I would like to say I have fully embraced systems thinking with regards to saving money. Primary "goal" is to eliminate credit card debt, secondary "goal" is max out my 401(k) contributions, tertiary "goal" is to maintain a happy household.
I want to be "rich" one day. Not sure how I will get there, but being "rich" is better than being poor.

In September, I was seriously considering canceling our YMCA membership, until I figured it would be better to use it more effectively by enrolling Darcy into swim classes. Darcy was afraid after her first lesson but now is happily going twice a week. Wednesday, She got bumped into the next level. Betsy was re-enrolled in volleyball after taking much of last year off, but it's a no-go given not enough her age enrolled.

We are a 3 cell phone family. I pre-paid for the next few months before the 5% cashback quarter ended on my US Bank card. Now the cashback category is replaced by gym membership. I have no idea if YMCA membership counts. The other 5% category I picked is utilities... our water bill is quarterly, but it's more in that bill for the quarter than all other categories from which we can choose.

My Discover card gets 5% on groceries this quarter. They void 5% at Target and Walmart, while US Bank gives 2% back at Walmart.

Always use my Sam's credit card for gas... it's 5% cashback year round, unlike the random quarter that Chase Freedom currently has. Chase doesn't tell you what's on their yearly quarter schedule like Discover does. They're both meh cards outside their 5% element.

I use my Bank of America card almost exclusively for shopping at Sam's Club for 2% cashback, while the Amex gets used primarily for groceries due to its no strings 3% cashback, whenever a 5% quarterly perk isn't such categories, at least.

The Bank of America card has a changeable 3% bonus that includes online shopping and home improvement, rather than just the default gasoline bonus.

We earned over $1,100 in cashback from credit cards last calendar year. Between Checkout 51 and Ibotta, another $500 cashback.

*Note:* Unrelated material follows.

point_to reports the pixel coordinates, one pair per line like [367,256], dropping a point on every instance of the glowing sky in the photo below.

We maxed out our HSA contributions, and used almost every penny. Seriously, we didn't meet deductibles because Darcy's speech doesn't count towards it after 20 sessions. I took her twice a week for much of the year and spent well over $4,000 of our money. We'll max out again this year. Hopefully we won't spend as much since Darcy is down to weekly sessions, but we still have to see the cardiologist, which we didn't last year.

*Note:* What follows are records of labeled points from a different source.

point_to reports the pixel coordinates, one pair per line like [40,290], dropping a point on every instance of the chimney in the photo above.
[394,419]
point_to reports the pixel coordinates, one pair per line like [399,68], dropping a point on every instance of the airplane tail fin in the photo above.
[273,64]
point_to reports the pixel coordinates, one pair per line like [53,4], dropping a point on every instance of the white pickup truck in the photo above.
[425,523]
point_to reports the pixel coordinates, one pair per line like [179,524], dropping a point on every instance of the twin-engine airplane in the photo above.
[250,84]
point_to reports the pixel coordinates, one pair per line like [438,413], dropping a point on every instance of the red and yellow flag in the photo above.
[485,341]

We saved $1,200 by changing our home and auto insurance companies.

Did I mention our pay raises? We're making roughly $8k more this year, hence we're able to bump up my 401(k) contributions.

Our student loans are on pace to be put to bed in the next year or so, which frees up a good chunk.

Will we ever be "rich?" Being debt-free would be a start...our son will be 17 in 2020, so we'll have to pay federal taxes sooner than later.  We'll have one car paid off 2020, but we'll probably need another... so there's a moot savings.  We'll get to a point that we can pay off more towards the mortgage... but we'll have college age child(ren) sooner than later. I keep getting credit card offers which make urgency in paying off credit cards moot when the 0% interest rate goes 15 months.

Goals don't really work when variables always come up, having a system and continuing with the mindset seems like goal setting but it's a way of life that doesn't stop upon completion.